PRIMAL. SMART. DELECTABLE.

Monday, May 17, 2010

Loquats and a Kid breakfast






I LOVE to try new fruits and vegetables and yesterday at the farmer's market I tried and purchased some loquats. These are members of the rosaceae family (see my post on Jan 22 about the importance of these seeds). According to the citrus man at the farmer's market, loquats don't last long once picked and the season is short too. Ahhhh, the hallmark of a real paleo fruit! They also require a little bit of effort and mess to eat. They are about 1 1/2" in diameter with a slightly fuzzy skin like a peach. The skin is flavorless, but a bit tough so some people slip it off although I ate it. The flesh tastes like ripe apricots and their is a giant cluster of seeds in the middle. I chewed up and swallowed a couple of the seeds which had the characteristic almond-like flavor of the cyanide-bearing rosaceae family.
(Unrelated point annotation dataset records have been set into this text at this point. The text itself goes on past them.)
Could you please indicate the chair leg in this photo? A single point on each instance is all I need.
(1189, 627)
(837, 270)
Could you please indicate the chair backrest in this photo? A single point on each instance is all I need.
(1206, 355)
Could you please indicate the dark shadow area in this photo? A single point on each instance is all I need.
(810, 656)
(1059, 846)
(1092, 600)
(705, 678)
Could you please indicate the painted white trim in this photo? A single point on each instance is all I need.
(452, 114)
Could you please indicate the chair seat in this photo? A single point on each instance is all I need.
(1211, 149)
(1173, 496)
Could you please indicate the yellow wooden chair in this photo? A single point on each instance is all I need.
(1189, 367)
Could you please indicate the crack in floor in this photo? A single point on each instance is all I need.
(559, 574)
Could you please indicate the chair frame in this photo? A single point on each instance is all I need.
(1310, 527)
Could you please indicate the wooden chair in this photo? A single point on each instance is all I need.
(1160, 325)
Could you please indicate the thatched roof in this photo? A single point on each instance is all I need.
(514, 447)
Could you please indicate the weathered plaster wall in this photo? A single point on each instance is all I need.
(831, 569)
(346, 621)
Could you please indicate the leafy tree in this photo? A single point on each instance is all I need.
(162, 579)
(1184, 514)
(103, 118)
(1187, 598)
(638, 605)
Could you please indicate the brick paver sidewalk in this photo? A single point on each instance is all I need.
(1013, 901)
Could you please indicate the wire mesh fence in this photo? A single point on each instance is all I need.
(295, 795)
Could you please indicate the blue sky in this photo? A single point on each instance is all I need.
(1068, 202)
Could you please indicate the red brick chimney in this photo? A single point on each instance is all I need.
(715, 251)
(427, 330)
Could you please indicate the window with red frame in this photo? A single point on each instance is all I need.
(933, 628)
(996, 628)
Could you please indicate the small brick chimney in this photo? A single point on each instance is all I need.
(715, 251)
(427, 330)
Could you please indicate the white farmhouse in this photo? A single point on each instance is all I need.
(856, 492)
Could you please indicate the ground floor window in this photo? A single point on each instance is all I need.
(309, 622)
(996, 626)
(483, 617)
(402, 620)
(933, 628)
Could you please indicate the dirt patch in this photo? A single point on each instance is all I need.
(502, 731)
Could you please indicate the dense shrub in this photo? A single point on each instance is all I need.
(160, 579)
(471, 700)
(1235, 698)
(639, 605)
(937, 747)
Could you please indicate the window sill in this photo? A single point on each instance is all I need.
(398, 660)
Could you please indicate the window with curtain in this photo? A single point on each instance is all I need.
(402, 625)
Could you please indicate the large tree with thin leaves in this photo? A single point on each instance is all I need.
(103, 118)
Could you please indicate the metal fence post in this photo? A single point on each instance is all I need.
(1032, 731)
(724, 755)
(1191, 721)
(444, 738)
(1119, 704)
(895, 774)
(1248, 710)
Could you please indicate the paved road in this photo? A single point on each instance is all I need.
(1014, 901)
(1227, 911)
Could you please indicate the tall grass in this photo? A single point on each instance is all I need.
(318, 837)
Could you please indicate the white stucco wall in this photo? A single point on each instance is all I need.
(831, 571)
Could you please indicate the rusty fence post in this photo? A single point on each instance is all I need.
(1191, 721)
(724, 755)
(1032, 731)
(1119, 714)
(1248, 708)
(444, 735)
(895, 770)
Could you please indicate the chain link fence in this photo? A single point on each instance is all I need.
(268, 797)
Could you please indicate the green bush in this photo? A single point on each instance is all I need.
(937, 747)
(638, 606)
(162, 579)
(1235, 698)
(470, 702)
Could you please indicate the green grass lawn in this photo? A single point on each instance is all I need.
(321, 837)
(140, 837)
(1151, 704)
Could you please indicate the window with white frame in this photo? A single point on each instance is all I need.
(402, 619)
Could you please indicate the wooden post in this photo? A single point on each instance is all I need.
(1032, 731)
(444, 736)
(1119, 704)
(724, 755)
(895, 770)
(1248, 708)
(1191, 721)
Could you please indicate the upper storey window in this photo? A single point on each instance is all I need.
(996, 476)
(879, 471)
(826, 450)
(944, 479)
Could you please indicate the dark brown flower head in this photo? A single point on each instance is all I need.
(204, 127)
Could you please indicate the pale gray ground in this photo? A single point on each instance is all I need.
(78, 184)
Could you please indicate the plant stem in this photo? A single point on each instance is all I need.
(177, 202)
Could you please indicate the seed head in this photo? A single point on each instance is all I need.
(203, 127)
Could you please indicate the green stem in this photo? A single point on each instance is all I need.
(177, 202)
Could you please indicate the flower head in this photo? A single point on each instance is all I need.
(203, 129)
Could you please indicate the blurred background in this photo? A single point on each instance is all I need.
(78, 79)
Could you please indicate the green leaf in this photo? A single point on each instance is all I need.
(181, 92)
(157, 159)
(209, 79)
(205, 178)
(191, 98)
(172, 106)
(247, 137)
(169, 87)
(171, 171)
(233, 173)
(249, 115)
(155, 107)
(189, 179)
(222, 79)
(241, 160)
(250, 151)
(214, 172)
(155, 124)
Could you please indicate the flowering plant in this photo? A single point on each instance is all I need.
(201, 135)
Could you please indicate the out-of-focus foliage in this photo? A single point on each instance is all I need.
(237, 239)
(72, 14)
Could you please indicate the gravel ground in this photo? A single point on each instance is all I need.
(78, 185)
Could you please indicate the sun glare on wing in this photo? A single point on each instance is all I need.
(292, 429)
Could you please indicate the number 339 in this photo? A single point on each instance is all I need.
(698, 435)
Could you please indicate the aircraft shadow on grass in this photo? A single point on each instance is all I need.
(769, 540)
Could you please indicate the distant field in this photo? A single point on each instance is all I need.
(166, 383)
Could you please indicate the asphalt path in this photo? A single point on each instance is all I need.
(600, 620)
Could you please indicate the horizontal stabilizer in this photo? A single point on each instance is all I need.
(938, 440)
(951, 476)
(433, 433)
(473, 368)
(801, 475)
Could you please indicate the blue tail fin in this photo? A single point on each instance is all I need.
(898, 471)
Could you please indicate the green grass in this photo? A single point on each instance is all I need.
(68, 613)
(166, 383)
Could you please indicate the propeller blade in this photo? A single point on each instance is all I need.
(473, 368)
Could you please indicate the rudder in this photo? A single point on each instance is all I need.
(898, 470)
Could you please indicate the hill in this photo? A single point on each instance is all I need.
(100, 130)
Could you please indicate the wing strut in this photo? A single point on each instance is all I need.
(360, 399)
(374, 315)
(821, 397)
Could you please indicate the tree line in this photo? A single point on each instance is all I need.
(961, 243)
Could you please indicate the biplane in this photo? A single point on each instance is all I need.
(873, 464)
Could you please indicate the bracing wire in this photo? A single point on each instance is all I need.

I overheard one lady at the farmer's market who characterized the typical American approach to food. The citrus man was incredibly kind and tolerant, but I had to restrain myself from giving her an impromptu lecture! He gave her a loquat to taste after showing her how to slip the skin off and expose the flesh and the seeds. She said it tasted good, but was too much work to bother with and she didn't purchase any. This lady looked like she spent more time getting dressed to go to the farmer's market than me and my kids put together. I can guarantee her car is very clean, she has a well maintained yard (probably done by a staff) and probably sets the table each evening for dinner with matching table ware, but she can't be bothered with a 45second process so that she can eat a sweet, juicy, local, fresh fruit. Get your priorities straight people!! Do you want the farmer to wash, peel, and separate your food for you? Do you want him to cut it up into bite size pieces? Maybe you want him to hand feed you and then clean up afterwards?

The kids got loquats, turkey kielbasa, half an egg, cherries and bananas with pumpkin seeds and coconut for breakfast.